Мангон снова сделал маленький глоток, и Таня последовала его примеру. Аромат оказался очень насыщенным, куда до него пакетированной крошке, к которой она привыкла, а вкус — мягким и сладковатым. Чашка приятно согревала ладони, а напиток — горло, неспешный ритуал успокаивал, а сам чай придавал новых сил и удивительным образом наполнял, насыщал. Мангон снова залил воду в чайник, придерживая рукава, вылил желто-зеленый чай в стеклянный сосуд. Два маленьких листочка кружились в горячей глубине, влекомые невидимыми течениями, легкие, несчастные. Мангон протянул руку к Тане. Она молча поставила чашку, позволяя наполнить ее. С тихим стуком чайник вернулся на деревянную подставку.
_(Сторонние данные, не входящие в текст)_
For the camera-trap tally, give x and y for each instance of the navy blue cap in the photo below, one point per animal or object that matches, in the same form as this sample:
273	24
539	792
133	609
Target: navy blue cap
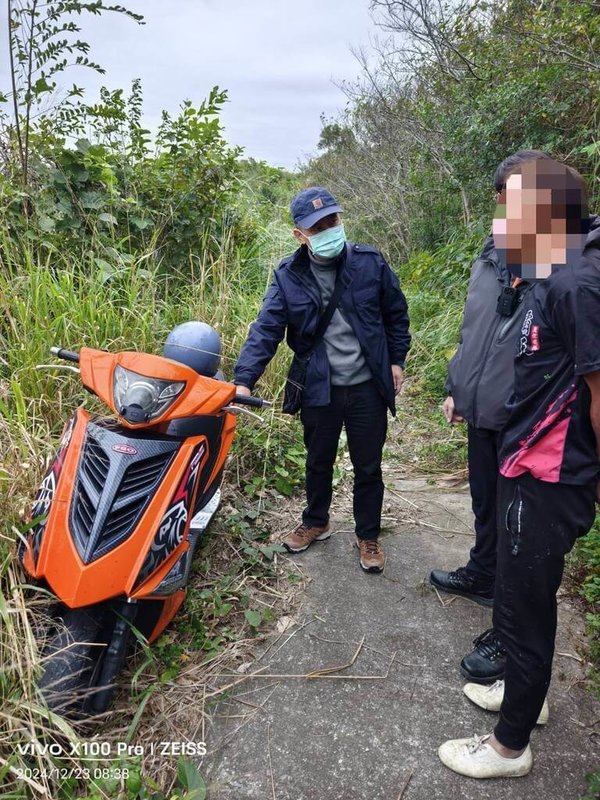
312	204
Спустя десять минут Таня почувствовала себя в безопасности, будто Мангон был странным знакомым, с которым нужно посидеть за столом, пока не вернется отец. Она отодвинула переживания на потом, и у нее даже получилось насладиться чаем, хотя истинной его ценности понять она не могла. Таня поймала себя на мысли, что ей спокойно, и она хочет, чтобы Мангон никогда не начинал свой разговор, а лучше бы вообще не поднимался из-за стола, наливал и наливал свой напиток, забыв о смертях и жертвах. Адриан еще три раза заваривал чай, а после того, как выпил последнюю чашку, сидел некоторое время с закрытыми глазами. Его лицо казалось умиротворенным, волосы высохли и закрыли уши волнистыми прядями.
— Ты готова слушать меня? — наконец спросил он, не открывая глаз.
Сердце ухнуло в желудок, а потом забилось в два раза сильнее. Таня нервно поправила свою чашку, готовясь к серьезному разговору и не имея никаких шансов быть готовой.